An additional issue with a small sample size is that of the parametric assumption of normality. With small sample sizes, tests for normality are not valid. We addressed this issue with the application of bootstrapping as discussed in the Statistical Analysis section. This analysis corroborated the parametric analysis results of significant findings, and strengthens confidence in our interpretation of the data.

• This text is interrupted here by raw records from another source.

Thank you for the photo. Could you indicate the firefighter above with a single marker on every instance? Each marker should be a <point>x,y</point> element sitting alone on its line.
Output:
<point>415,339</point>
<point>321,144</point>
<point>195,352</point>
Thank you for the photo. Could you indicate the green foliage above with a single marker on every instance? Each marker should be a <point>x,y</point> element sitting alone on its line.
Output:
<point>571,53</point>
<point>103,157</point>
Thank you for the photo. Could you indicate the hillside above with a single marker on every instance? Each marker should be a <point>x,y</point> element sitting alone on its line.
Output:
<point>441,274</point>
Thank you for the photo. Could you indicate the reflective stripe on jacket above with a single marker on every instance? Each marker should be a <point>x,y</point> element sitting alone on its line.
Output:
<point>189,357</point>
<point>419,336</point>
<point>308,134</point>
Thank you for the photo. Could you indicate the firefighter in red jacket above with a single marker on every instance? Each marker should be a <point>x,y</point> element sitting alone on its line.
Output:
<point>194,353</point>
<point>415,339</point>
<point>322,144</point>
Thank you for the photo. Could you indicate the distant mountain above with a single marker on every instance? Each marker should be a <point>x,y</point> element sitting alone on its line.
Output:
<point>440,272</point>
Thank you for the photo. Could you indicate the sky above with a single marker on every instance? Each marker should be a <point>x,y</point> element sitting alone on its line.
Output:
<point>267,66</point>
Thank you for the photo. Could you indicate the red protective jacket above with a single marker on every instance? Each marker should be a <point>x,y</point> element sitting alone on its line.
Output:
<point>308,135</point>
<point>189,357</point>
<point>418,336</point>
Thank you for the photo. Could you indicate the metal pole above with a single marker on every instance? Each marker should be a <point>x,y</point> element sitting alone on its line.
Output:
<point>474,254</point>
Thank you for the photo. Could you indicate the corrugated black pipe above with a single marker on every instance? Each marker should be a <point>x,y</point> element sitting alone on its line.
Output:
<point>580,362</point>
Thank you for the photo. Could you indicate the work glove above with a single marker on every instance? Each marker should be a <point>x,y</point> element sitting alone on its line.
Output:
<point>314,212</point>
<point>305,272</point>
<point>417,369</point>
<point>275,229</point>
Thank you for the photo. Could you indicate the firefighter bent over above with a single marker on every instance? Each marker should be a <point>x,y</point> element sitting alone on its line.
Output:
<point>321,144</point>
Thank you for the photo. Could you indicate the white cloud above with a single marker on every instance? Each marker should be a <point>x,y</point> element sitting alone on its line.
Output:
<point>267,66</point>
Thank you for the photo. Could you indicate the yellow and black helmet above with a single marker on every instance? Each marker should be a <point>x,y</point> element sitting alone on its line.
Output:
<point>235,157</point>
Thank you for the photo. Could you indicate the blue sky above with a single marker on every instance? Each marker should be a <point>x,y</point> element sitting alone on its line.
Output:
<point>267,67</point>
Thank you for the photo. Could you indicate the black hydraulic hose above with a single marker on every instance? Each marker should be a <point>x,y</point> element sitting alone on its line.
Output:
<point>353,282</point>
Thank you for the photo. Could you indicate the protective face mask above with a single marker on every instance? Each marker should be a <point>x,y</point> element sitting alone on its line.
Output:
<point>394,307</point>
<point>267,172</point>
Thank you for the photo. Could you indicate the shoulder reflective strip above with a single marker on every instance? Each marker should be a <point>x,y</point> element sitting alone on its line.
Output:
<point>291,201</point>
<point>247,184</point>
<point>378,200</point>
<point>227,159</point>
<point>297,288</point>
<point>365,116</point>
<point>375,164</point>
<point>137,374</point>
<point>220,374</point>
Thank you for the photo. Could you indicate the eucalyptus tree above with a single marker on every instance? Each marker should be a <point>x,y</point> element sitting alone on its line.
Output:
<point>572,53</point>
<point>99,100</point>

Finally, there is the issue of whether the sample size is a limitation in being able to identify the existence of two distinct phenotypes. However, phenotype refers to the observable traits or functional responses of an individual. In other words, if differences exist between individuals, there are differences in phenotype. We identified four individuals who all demonstrated a lack of compensatory vasodilation or pressor responses in the face of hypoperfusion of exercising muscle. Six individuals demonstrated compensatory vasodilation in response to hypoperfusion. These two response phenotypes were clearly identifiable, repeatable within individuals, and had identifiably distinct impacts on exercise performance under conditions of reduced perfusion pressure.

Conclusions

Reductions in exercising forearm perfusion pressure of ∼30 mmHg result in a compromise to O₂D-demand matching beyond mild exercise intensities. This is consistent with findings of others (9, 38, 40). To our knowledge, this is the first study to identify compensatory vasodilator vs. nonvasodilator phenotypes in response to reduced perfusion pressure. Observations that compensatory vasodilation partially compensates for reduced perfusion pressure with increased vasodilation, thereby protecting V̇o₂ and blunting decrements in exercise capacity support the phenotype differences as having meaningful impact on metabolic function and exercise capacity. Consideration and identification of cardiovascular response phenotypes may provide important new insight for understanding individual differences in exercise tolerance.

GRANTS

Support for this study was provided by Natural Sciences and Engineering Research Council (NSERC) of Canada Discovery Grant 250367–11 and Research Tools and Instruments Grant EQPEQ0407690–11, and by infrastructure grants from the Canadian Foundation for Innovation and the Ontario Innovation Trust to M. E. Tschakovsky. R. F. Bentley was supported by an M.Sc.-level NSERC Canadian Graduate Scholarship.

DISCLOSURES

No conflicts of interest, financial or otherwise, are declared by the author(s).

AUTHOR CONTRIBUTIONS

Author contributions: R.F.B. and M.E.T. conception and design of research; R.F.B., J.M.K., J.S.M., V.J.P., and J.J.W. performed experiments; R.F.B., J.M.K., J.S.M., and J.J.W. analyzed data; R.F.B. and M.E.T. interpreted results of experiments; R.F.B. prepared figures; R.F.B. drafted manuscript; R.F.B. and M.E.T. edited and revised manuscript; M.E.T. approved final version of manuscript.